Here’s a Python snippet using the Pillow library:

from PIL import Image, ImageDraw, ImageFont
 
def add_watermark(input_image, output_image, watermark_text):
    image = Image.open(input_image).convert("RGBA")
    watermark = Image.new("RGBA", image.size)
    draw = ImageDraw.Draw(watermark)
    font = ImageFont.truetype("arial.ttf", 36)
    text_position = (image.size[0] - 200, image.size[1] - 50)
    draw.text(text_position, watermark_text, fill=(255, 255, 255, 128), font=font)
    combined = Image.alpha_composite(image, watermark)
    combined.save(output_image)
 
add_watermark("input.jpg", "output.jpg", "© YourName")
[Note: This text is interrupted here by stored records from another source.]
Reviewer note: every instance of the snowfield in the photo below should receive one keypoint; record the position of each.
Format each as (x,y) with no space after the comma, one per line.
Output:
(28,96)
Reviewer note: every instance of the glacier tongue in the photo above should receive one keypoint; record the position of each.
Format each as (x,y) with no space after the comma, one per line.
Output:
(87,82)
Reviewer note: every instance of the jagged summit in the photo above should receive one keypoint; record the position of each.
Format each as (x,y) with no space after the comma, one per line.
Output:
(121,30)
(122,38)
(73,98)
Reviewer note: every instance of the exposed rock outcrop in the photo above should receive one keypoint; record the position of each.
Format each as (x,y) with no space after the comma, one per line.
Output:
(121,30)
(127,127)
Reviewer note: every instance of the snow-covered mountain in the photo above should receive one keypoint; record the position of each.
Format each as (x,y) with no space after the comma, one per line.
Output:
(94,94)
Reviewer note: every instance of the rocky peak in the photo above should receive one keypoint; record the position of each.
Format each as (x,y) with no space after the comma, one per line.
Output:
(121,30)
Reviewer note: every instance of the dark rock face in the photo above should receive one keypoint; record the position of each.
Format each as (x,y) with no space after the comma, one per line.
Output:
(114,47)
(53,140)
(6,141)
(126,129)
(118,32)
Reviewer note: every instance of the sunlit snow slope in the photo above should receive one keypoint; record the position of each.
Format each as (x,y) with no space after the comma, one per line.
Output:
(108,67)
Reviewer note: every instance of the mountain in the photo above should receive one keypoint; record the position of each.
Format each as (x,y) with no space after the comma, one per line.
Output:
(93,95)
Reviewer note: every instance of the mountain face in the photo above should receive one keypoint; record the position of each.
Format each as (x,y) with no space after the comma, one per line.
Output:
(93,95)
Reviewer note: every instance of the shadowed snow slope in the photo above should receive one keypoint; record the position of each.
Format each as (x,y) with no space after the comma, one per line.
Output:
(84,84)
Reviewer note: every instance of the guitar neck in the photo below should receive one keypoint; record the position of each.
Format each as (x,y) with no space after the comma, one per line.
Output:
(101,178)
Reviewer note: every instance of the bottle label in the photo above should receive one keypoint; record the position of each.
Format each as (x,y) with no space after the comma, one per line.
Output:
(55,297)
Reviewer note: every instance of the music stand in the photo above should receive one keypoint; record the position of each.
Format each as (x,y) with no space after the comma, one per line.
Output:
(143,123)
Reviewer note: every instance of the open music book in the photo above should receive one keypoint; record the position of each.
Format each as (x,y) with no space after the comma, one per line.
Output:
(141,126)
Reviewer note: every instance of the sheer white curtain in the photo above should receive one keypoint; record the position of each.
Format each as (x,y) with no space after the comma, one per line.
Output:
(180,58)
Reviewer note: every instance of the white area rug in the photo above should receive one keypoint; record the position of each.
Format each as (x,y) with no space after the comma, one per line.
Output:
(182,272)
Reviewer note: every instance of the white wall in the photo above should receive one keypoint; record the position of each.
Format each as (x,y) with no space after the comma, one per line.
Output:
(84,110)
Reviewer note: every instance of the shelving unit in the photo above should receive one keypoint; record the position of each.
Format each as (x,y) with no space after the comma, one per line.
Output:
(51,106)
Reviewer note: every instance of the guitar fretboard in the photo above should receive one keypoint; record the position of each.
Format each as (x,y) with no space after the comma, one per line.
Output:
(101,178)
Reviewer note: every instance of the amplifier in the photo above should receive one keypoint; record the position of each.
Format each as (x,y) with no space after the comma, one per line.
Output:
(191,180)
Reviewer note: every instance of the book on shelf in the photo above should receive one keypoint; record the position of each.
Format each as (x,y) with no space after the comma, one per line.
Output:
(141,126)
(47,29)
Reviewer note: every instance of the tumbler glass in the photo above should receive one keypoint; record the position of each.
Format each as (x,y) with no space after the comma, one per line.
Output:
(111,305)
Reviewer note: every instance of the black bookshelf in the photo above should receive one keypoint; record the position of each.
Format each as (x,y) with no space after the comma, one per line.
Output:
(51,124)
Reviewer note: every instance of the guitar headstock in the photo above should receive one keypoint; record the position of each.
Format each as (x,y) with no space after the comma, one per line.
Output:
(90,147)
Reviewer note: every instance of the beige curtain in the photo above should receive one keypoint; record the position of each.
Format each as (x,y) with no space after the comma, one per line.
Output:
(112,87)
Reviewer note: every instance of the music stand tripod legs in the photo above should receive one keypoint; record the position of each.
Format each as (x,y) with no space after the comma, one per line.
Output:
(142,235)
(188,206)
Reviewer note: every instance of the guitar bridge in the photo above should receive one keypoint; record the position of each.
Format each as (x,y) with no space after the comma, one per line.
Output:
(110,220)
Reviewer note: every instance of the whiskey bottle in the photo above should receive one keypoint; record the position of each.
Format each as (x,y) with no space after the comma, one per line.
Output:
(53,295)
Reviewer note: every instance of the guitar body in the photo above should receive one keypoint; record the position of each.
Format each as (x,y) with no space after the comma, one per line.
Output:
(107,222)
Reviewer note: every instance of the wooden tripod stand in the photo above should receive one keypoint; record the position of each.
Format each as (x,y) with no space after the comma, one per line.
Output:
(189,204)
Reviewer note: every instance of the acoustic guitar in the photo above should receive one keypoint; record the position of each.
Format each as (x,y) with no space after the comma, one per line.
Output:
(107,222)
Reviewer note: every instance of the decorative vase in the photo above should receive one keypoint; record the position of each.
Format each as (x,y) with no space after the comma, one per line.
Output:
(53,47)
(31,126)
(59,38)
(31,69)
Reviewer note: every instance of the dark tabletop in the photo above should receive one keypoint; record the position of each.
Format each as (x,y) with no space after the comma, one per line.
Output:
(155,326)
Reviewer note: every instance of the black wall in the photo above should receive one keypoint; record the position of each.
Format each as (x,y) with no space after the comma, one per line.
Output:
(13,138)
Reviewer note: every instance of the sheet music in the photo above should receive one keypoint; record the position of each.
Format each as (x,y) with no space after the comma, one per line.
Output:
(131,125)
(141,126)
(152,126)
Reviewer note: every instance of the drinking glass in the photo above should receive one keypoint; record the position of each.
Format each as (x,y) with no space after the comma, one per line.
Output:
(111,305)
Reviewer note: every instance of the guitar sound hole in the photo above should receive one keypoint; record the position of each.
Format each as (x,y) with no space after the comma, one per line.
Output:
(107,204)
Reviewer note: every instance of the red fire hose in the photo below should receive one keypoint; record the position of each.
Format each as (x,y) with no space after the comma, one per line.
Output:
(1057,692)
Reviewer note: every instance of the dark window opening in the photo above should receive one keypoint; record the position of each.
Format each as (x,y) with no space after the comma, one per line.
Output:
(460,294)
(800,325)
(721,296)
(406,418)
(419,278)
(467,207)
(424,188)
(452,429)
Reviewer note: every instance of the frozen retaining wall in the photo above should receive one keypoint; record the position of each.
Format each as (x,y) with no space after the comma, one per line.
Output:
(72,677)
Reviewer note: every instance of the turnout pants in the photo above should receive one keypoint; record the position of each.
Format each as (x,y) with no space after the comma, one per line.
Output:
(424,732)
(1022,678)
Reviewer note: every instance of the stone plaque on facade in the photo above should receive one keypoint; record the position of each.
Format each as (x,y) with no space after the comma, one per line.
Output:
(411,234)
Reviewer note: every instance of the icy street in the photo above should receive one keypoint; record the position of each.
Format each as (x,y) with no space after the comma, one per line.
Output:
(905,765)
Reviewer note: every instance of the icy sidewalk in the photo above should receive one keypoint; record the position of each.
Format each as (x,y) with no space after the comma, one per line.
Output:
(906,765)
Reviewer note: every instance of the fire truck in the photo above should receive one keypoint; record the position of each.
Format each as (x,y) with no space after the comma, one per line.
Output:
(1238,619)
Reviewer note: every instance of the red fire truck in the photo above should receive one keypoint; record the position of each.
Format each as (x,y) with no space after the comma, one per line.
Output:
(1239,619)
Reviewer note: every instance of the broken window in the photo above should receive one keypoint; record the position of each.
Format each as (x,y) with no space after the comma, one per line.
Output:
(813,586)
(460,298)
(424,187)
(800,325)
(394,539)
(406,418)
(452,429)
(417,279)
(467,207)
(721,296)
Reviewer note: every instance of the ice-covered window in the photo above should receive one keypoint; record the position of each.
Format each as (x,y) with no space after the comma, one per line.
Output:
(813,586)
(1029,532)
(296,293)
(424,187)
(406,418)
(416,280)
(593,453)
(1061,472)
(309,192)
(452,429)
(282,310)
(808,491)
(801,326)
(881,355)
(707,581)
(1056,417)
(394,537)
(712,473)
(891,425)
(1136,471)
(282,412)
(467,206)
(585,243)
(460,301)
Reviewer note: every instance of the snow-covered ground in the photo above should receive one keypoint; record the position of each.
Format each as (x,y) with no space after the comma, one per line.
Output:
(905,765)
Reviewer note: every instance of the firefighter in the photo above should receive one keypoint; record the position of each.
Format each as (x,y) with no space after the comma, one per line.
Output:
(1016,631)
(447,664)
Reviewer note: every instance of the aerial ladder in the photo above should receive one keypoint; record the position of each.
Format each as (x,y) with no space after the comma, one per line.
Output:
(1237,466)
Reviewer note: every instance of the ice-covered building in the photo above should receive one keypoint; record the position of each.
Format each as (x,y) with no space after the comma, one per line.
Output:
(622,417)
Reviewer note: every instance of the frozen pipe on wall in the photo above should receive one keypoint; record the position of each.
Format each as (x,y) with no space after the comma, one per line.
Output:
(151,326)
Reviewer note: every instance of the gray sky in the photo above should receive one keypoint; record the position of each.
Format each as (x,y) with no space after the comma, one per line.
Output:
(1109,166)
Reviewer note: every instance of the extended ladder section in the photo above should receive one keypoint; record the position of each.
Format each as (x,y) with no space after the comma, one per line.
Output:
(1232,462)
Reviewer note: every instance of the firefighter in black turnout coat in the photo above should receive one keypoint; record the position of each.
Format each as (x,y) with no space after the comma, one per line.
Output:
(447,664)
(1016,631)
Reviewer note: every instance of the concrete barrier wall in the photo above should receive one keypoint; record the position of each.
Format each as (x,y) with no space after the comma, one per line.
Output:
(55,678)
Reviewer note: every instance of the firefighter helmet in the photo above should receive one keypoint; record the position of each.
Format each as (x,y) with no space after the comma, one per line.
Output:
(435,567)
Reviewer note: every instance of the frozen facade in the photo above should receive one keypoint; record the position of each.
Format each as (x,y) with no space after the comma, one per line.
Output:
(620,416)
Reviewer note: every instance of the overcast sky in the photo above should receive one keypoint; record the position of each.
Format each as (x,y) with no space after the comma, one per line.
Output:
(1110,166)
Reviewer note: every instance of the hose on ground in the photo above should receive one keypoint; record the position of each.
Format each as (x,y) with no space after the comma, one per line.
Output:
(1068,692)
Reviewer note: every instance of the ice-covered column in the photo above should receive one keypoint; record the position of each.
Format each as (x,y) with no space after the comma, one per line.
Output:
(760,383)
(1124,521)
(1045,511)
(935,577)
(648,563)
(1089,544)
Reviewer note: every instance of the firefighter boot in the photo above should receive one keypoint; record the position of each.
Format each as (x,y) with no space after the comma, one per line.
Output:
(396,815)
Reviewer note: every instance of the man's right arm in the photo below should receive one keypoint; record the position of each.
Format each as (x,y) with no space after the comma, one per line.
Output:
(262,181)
Case Study 2: Automating Image Processing Workflows

AI can be used to automate repetitive tasks like filtering, categorizing, and tagging images, saving time and effort.

Example Workflow:

  1. Define Tasks: Identify the processing steps (e.g., cropping, resizing, and tagging).
  2. Set Rules: Use AI to analyze and apply rules to images (e.g., detect objects and crop around them).
  3. Automate: Run the workflow on a batch of images.

Tools:

  • Open-source libraries like OpenCV
  • Cloud-based AI platforms such as AWS Rekognition

Case Study 3: Batch Resizing and Format Conversion

Batch resizing and converting images to different formats is a common requirement in web development and graphic design.

Steps:

  1. Input Specification: List all images to be resized and the desired dimensions.
  2. AI Implementation: Use AI tools or scripts to resize images intelligently without compromising quality.
  3. Format Conversion: Convert images to formats like JPEG, PNG, or WebP as needed.

Example:

Here’s a Python snippet for batch resizing:

from PIL import Image
import os
 
def batch_resize(input_folder, output_folder, size):
    os.makedirs(output_folder, exist_ok=True)
    for filename in os.listdir(input_folder):
        if filename.endswith(('.jpg', '.png', '.jpeg')):
            image = Image.open(os.path.join(input_folder, filename))
            image = image.resize(size)
            image.save(os.path.join(output_folder, filename))
 
batch_resize("input_images", "output_images", (800, 600))

Activities:

  1. Add Your Watermark:

    • Use the provided script to add a custom watermark to your images.
  2. Automate a Workflow:

    • Define a sequence of tasks for your image processing needs and automate them using Python or a cloud-based tool.
  3. Batch Resize Challenge:

    • Resize a folder of images to 400x400 pixels and convert them to WebP format.

By the end of this tutorial, you’ll have hands-on experience with AI-powered image processing and its practical applications.